Oftmals möchten normale Hotelgäste nicht mit Rollifahrern oder geistig Behinderten zusammen Urlaub machen. Selbst Blindenhunde sind häufig unerwünscht, sei es im Theater oder in einem internationalen Hotel. Erst kürzlich wurde eine Dame, die ihren Begleithund mit ins Kieler Schauspielhaus nehmen wollte, des Hauses verwiesen. Im Kieler Behindertenbeirat diskutiert man vorwiegend die erstrebenswerte Bordsteinhöhe an Bushaltestellen und ähnliche Themen, sieht sich aber ansonsten als Beratungsinstitution von Entscheidungen des Senats oder Bauausschusses wenig beachtet. Viele Barrieren entstehen in den Köpfen derer, die nicht behindert sind.
Alles ist relativ!
Barrierefreiheit ist in der Bundesrepublik heute zwar wesentlich häufiger gegeben, aber sie beschränkt sich auf Einzelmaßnahmen. Es gibt keine Verordnungen, die barrierefreie Zugänge oder behindertengerechte Einrichtungen in öffentlichen Gebäuden zu einem bestimmten Datum vorschreiben. Außerdem gibt es keinen gesamtdeutschen Masterplan. Umbauten in öffentlichen Gebäuden gehen dank hoher Investitionen nur schleppend voran. Oft sind sie nicht finanzierbar. Überbrückende Provisorien erweisen sich häufig als unzureichende Lösungen. Viele Ämter siedeln in historischen Gebäuden. Nur wenn Umbauten anderer Art anstehen, wird auch in Sachen Barrierefreiheit nachgebessert.

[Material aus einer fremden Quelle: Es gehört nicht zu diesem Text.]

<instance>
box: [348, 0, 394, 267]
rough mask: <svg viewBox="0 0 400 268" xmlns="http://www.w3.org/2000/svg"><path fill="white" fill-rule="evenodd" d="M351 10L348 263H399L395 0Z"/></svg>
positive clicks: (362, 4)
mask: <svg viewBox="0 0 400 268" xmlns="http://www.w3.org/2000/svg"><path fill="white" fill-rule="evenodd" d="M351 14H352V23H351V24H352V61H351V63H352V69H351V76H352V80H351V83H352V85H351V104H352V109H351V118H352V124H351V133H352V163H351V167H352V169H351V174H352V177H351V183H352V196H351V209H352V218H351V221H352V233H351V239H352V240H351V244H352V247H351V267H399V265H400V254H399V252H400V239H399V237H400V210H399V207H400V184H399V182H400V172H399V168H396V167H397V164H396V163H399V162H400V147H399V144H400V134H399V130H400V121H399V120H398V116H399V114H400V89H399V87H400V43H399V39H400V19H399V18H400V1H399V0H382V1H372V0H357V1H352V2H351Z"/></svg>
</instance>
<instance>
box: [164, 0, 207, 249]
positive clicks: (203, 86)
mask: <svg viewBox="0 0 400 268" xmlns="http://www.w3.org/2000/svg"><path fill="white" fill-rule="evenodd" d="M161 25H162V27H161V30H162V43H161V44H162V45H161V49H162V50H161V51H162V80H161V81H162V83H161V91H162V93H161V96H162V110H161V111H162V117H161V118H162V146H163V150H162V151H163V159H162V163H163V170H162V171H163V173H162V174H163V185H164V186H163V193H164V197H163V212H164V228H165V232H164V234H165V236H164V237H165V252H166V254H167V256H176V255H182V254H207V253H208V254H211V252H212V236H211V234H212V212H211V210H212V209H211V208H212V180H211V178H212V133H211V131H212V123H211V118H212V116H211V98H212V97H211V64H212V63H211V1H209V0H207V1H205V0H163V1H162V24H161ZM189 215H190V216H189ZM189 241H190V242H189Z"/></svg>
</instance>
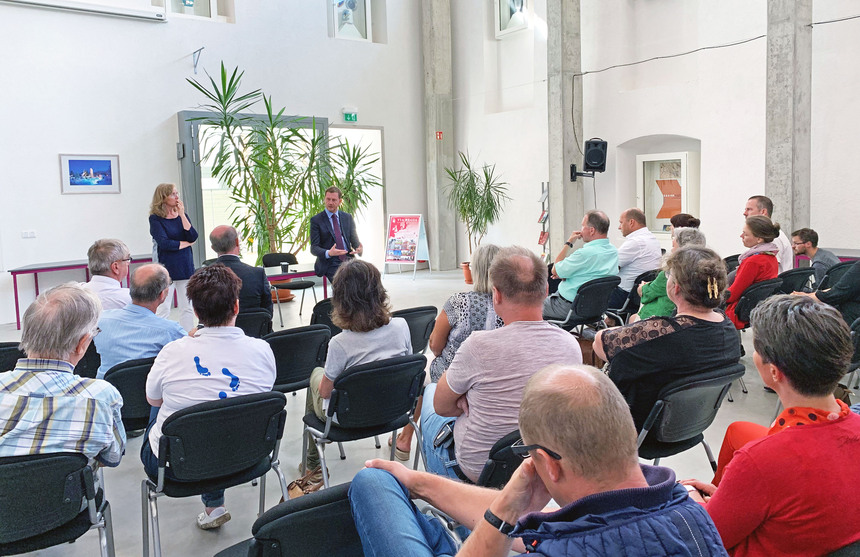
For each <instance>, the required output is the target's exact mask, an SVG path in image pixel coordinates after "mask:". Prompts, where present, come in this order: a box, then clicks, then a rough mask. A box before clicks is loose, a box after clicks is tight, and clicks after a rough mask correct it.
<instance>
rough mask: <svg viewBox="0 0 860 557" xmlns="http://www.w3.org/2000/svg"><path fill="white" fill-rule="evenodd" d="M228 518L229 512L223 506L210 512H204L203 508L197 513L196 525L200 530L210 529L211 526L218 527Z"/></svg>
mask: <svg viewBox="0 0 860 557" xmlns="http://www.w3.org/2000/svg"><path fill="white" fill-rule="evenodd" d="M229 520H230V513H229V512H227V509H226V508H224V507H218V508H217V509H215V510H214V511H212V513H211V514H206V511H205V510H204V511H203V512H202V513H200V514H199V515H197V527H198V528H200V529H201V530H211V529H212V528H220V527H221V525H222V524H224V523H226V522H228V521H229Z"/></svg>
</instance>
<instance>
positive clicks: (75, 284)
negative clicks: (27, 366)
mask: <svg viewBox="0 0 860 557" xmlns="http://www.w3.org/2000/svg"><path fill="white" fill-rule="evenodd" d="M101 311H102V304H101V302H100V301H99V299H98V296H96V295H95V294H94V293H93V292H91V291H90V290H89V289H87V288H85V287H83V286H81V285H80V284H79V283H77V282H69V283H66V284H61V285H60V286H56V287H54V288H52V289H50V290H48V291H47V292H43V293H42V294H40V295H39V297H38V298H36V301H35V302H33V303H32V304H30V307H28V308H27V311H25V312H24V319H23V323H22V326H21V345H20V346H21V350H23V351H24V352H26V353H27V354H28V355H31V354H32V355H36V356H38V357H40V358H53V359H57V360H68V359H69V356H70V355H71V354H72V352H73V351H74V349H75V347H76V346H77V345H78V342H80V340H81V338H82V337H83V336H84V335H85V334H88V333H91V332H92V331H93V330H95V328H96V325H97V324H98V320H99V314H100V313H101Z"/></svg>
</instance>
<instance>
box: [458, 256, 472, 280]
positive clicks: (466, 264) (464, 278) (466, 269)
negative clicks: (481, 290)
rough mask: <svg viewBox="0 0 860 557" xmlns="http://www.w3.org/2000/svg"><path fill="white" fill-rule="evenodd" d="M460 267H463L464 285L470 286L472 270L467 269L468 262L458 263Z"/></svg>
mask: <svg viewBox="0 0 860 557" xmlns="http://www.w3.org/2000/svg"><path fill="white" fill-rule="evenodd" d="M460 267H463V278H464V279H466V284H472V269H470V268H469V262H468V261H465V262H463V263H460Z"/></svg>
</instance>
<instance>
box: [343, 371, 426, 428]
mask: <svg viewBox="0 0 860 557" xmlns="http://www.w3.org/2000/svg"><path fill="white" fill-rule="evenodd" d="M426 364H427V358H425V357H424V356H423V355H421V354H410V355H408V356H399V357H397V358H388V359H385V360H378V361H376V362H370V363H367V364H361V365H357V366H352V367H350V368H347V369H346V370H345V371H344V372H343V373H342V374H341V375H340V376H339V377H338V378H337V379H335V381H334V390H333V391H332V394H331V399H330V401H329V415H332V414H333V413H334V412H337V421H338V425H339V426H340V427H345V428H361V427H377V426H380V425H383V424H387V423H389V422H392V421H394V420H397V419H399V418H402V417H403V416H404V415H405V414H407V413H408V412H409V411H410V410H412V407H413V405H414V404H415V399H416V398H418V395H420V394H421V388H422V386H423V385H424V373H425V372H424V366H425V365H426Z"/></svg>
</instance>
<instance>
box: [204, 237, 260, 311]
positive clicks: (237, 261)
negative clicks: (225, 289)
mask: <svg viewBox="0 0 860 557" xmlns="http://www.w3.org/2000/svg"><path fill="white" fill-rule="evenodd" d="M209 242H210V243H211V244H212V249H213V250H214V251H215V253H217V254H218V260H217V261H216V262H217V263H222V264H223V265H225V266H226V267H229V268H230V269H231V270H232V271H233V272H234V273H236V276H238V277H239V278H240V279H242V289H241V290H240V291H239V311H245V310H247V309H251V308H263V309H265V310H266V311H268V312H269V315H272V291H271V287H270V286H269V280H268V279H267V278H266V272H265V271H264V270H263V268H262V267H252V266H250V265H246V264H245V263H242V261H240V260H239V234H238V233H237V232H236V229H235V228H233V227H232V226H227V225H224V224H222V225H221V226H216V227H215V229H214V230H212V232H211V233H210V234H209Z"/></svg>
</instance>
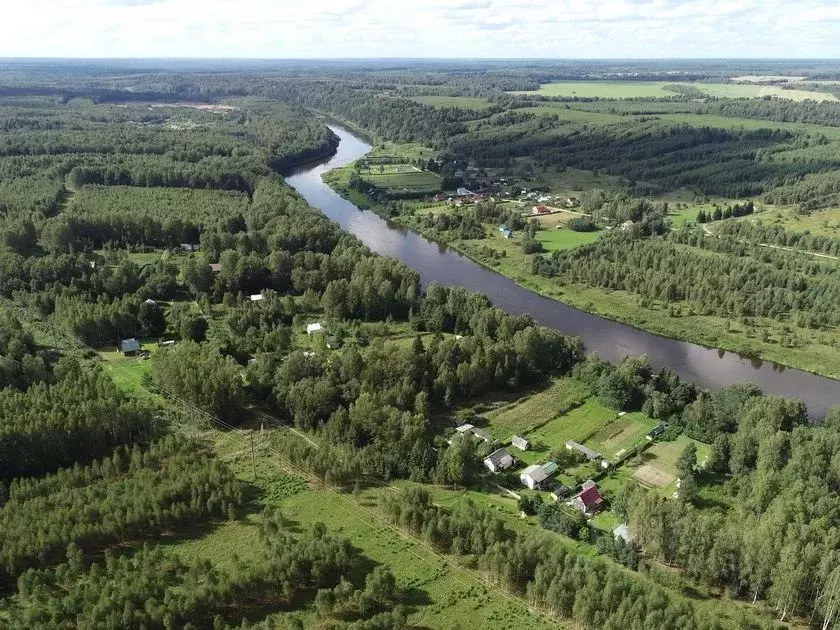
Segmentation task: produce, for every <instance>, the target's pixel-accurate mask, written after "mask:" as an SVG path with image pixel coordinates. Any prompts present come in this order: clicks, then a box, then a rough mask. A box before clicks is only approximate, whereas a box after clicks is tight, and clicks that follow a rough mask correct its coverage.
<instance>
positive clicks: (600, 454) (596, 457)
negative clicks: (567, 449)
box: [566, 440, 602, 459]
mask: <svg viewBox="0 0 840 630" xmlns="http://www.w3.org/2000/svg"><path fill="white" fill-rule="evenodd" d="M566 448H567V449H569V450H572V449H574V450H576V451H580V452H581V453H583V454H584V455H586V456H587V457H588V458H589V459H601V457H602V455H601V454H600V453H599V452H598V451H593V450H592V449H591V448H589V447H588V446H584V445H583V444H579V443H578V442H575V441H574V440H569V441H568V442H566Z"/></svg>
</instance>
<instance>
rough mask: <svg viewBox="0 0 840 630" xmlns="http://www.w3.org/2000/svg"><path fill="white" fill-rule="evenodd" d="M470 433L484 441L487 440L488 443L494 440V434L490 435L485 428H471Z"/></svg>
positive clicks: (473, 427) (475, 436)
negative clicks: (481, 428) (493, 436)
mask: <svg viewBox="0 0 840 630" xmlns="http://www.w3.org/2000/svg"><path fill="white" fill-rule="evenodd" d="M470 433H472V434H473V435H474V436H475V437H477V438H478V439H479V440H481V441H482V442H487V443H488V444H489V443H491V442H492V441H493V436H492V435H490V434H489V433H488V432H487V431H485V430H484V429H479V428H477V427H473V428H472V429H470Z"/></svg>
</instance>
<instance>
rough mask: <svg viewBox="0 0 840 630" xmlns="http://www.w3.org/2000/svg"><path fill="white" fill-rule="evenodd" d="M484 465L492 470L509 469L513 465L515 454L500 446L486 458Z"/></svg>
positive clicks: (506, 469) (487, 456) (505, 469)
mask: <svg viewBox="0 0 840 630" xmlns="http://www.w3.org/2000/svg"><path fill="white" fill-rule="evenodd" d="M484 466H485V467H486V468H487V470H489V471H490V472H499V471H502V470H507V469H508V468H510V467H511V466H513V456H512V455H511V454H510V453H508V452H507V449H504V448H500V449H498V450H496V451H493V452H492V453H490V454H489V455H488V456H487V457H485V458H484Z"/></svg>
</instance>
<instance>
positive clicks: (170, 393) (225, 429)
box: [0, 296, 558, 624]
mask: <svg viewBox="0 0 840 630" xmlns="http://www.w3.org/2000/svg"><path fill="white" fill-rule="evenodd" d="M0 304H3V305H5V306H6V307H7V308H12V309H14V310H16V311H18V312H22V313H23V314H24V315H25V316H26V317H27V319H28V320H30V323H32V321H31V320H35V322H36V323H37V325H39V326H43V325H44V324H46V322H44V320H43V318H41V317H39V316H38V315H36V314H33V313H31V312H29V309H26V308H24V307H22V306H20V305H18V304H16V303H14V302H12V301H11V300H9V299H7V298H5V297H2V296H0ZM53 331H55V327H53ZM62 333H63V334H62V337H63V338H64V339H65V340H66V341H68V342H70V344H71V345H73V346H77V347H78V348H79V349H82V350H85V351H89V352H93V353H96V352H97V351H96V349H95V348H92V347H91V346H89V345H88V344H86V343H84V342H83V341H82V340H81V339H78V338H76V337H75V336H74V335H71V334H70V333H69V332H67V331H63V330H62ZM111 369H112V370H114V371H119V372H120V373H121V374H123V375H124V376H125V377H126V378H127V380H131V381H133V382H134V383H135V384H136V385H138V386H140V387H145V388H146V389H148V390H149V391H151V392H152V393H156V394H158V395H160V396H162V397H163V398H164V400H166V401H168V402H169V403H171V404H173V405H176V406H178V407H180V408H181V410H182V411H185V412H186V413H188V414H193V415H194V416H195V417H197V418H198V419H199V420H201V421H203V422H204V423H205V424H207V425H208V426H209V427H210V429H215V428H216V426H219V427H222V428H224V429H225V430H226V431H228V432H229V433H231V434H232V435H233V436H234V438H235V439H238V440H239V441H240V443H242V444H244V445H245V447H246V448H247V446H248V437H249V436H250V442H251V454H252V461H253V466H254V476H255V480H256V460H255V459H253V458H254V455H255V453H254V448H253V432H252V431H246V430H244V429H240V428H238V427H235V426H233V425H231V424H229V423H227V422H225V421H224V420H222V419H221V418H219V417H218V416H216V415H214V414H211V413H209V412H207V411H205V410H203V409H201V408H199V407H197V406H196V405H195V404H193V403H192V402H190V401H188V400H186V399H184V398H182V397H180V396H178V395H177V394H175V393H174V392H172V391H169V390H167V389H165V388H163V387H162V386H160V385H157V384H155V383H146V384H143V383H142V382H141V381H140V379H139V377H138V375H137V374H136V373H135V372H134V371H132V370H130V369H128V368H127V367H126V366H124V365H120V364H118V363H113V364H111ZM264 415H265V416H266V417H268V418H271V416H268V414H264ZM294 433H295V434H297V436H298V437H301V438H303V439H305V440H306V441H307V442H310V444H312V442H311V440H309V439H308V438H306V436H305V435H303V434H300V433H298V432H297V431H295V432H294ZM263 445H264V446H265V447H266V450H268V451H269V453H270V454H271V455H272V456H273V457H275V458H276V459H278V460H279V461H280V462H282V463H283V464H284V466H285V468H286V472H288V471H289V470H291V471H293V473H292V474H297V475H298V476H300V477H302V478H303V479H305V480H306V481H308V482H309V483H310V484H311V485H313V486H315V487H321V488H322V489H324V490H326V491H327V492H328V493H329V495H330V496H331V497H332V499H333V501H334V502H335V501H336V500H337V503H335V504H336V505H337V507H339V508H340V509H341V510H342V511H343V512H344V513H345V514H348V515H350V516H352V517H354V518H356V519H357V520H359V521H360V522H361V523H363V524H364V525H366V526H367V527H370V528H372V525H371V522H370V521H368V520H365V519H364V518H362V517H361V516H359V515H358V514H354V513H352V512H351V511H350V509H348V507H347V505H350V506H351V507H352V508H353V509H355V510H357V511H361V512H363V513H364V514H366V515H367V516H369V517H370V518H371V519H373V520H374V521H376V522H378V523H379V525H380V526H382V527H384V528H386V529H388V530H389V531H391V532H393V533H394V534H396V535H397V536H398V537H399V538H401V539H403V540H405V541H407V542H410V543H413V544H416V545H420V546H422V547H423V548H424V549H426V550H427V551H428V552H429V553H430V554H432V555H433V556H435V557H437V558H438V559H440V560H441V561H443V562H444V563H445V564H446V565H447V566H449V567H451V568H454V569H456V570H457V571H458V572H459V573H461V574H463V575H467V576H469V577H471V578H472V579H473V580H475V581H476V582H479V583H480V584H482V585H484V586H485V587H486V588H488V589H489V590H491V591H493V592H494V593H496V594H497V595H498V596H499V597H501V598H503V599H505V600H507V601H508V602H510V603H513V604H516V605H517V606H523V607H525V609H526V610H528V611H529V612H530V613H531V614H533V615H535V616H538V617H543V618H545V619H547V620H549V621H550V622H551V623H552V624H557V623H558V621H557V619H556V618H554V617H552V616H551V615H549V614H548V613H546V612H544V611H541V610H539V609H537V608H534V607H532V606H530V605H529V604H528V603H527V602H526V601H523V600H522V598H520V597H518V596H516V595H513V594H511V593H510V592H509V591H507V590H506V589H504V588H502V587H500V586H498V585H496V584H494V583H492V582H491V581H490V580H488V579H486V578H484V577H482V576H480V575H477V574H475V573H473V572H468V570H467V569H465V568H464V567H462V566H461V565H459V564H458V563H457V562H456V561H455V560H453V559H452V558H450V557H449V556H447V555H446V554H443V553H441V552H439V551H438V550H437V549H435V548H434V547H433V546H432V545H430V544H429V543H427V542H425V541H423V540H422V539H419V538H417V537H415V536H412V535H411V534H408V533H406V532H404V531H403V530H401V529H400V528H398V527H396V526H395V525H393V524H391V523H389V522H388V521H387V520H386V519H384V517H382V515H380V514H378V513H377V512H375V511H373V510H371V509H369V508H366V507H365V506H363V505H360V504H359V503H358V502H356V501H353V500H351V499H349V498H348V497H347V496H345V495H344V493H342V492H340V491H339V490H338V489H337V488H336V487H334V486H330V485H329V484H327V482H326V481H325V480H322V479H319V478H318V477H317V476H316V475H314V474H313V473H311V472H310V471H308V470H306V469H304V468H302V467H301V466H299V465H297V464H295V463H294V462H292V461H291V460H289V459H288V458H287V457H286V456H284V455H283V454H281V453H280V452H279V451H277V450H276V449H275V448H273V447H272V446H271V444H270V442H269V441H268V439H267V438H262V439H261V440H260V446H263ZM315 448H317V445H315ZM280 468H281V470H282V469H283V467H280ZM378 483H380V484H381V485H383V486H387V487H391V488H393V486H390V485H389V484H385V483H384V482H378ZM338 503H341V504H343V505H338ZM410 553H411V554H412V555H413V556H414V557H416V558H417V559H418V560H420V561H421V562H423V563H424V564H427V565H428V566H430V567H432V568H437V567H436V566H435V565H434V564H433V563H432V562H431V561H429V560H428V559H427V558H425V557H423V556H422V555H420V554H419V553H417V552H416V551H414V550H410ZM452 578H453V579H454V580H455V581H456V582H458V583H459V584H461V585H462V586H464V587H465V588H470V586H471V585H470V584H468V583H466V582H465V581H464V580H462V579H460V578H459V577H458V576H457V575H455V574H454V573H453V575H452ZM508 612H510V613H511V614H513V615H514V616H516V617H517V618H519V619H520V620H521V621H526V622H527V621H529V619H528V618H527V617H524V616H522V615H520V614H518V613H516V612H514V611H512V610H511V611H508Z"/></svg>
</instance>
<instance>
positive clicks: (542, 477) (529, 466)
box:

Kommunen und Städte verwalten leere Stadtsäckel. Sie können sich größere Investitionen in eine barrierefreie Infrastruktur nicht leisten. Trotzdem muss man sagen: Im Vergleich zu vielen anderen Ländern ist Deutschland nicht schlecht aufgestellt. Einzelne barrierefreie Projekte wie die Koblenzer Bundesgartenschau belegen, dass man am Thema arbeitet. Nur in den USA dürfte es wesentlich mehr Einrichtungen heben, die barrierefrei sind. Dort kann allerdings auch jeder US-Bürger eine millionenschwere Klage wegen Diskriminierung einreichen. Manchmal hilft das den Verantwortlichen auf die Sprünge.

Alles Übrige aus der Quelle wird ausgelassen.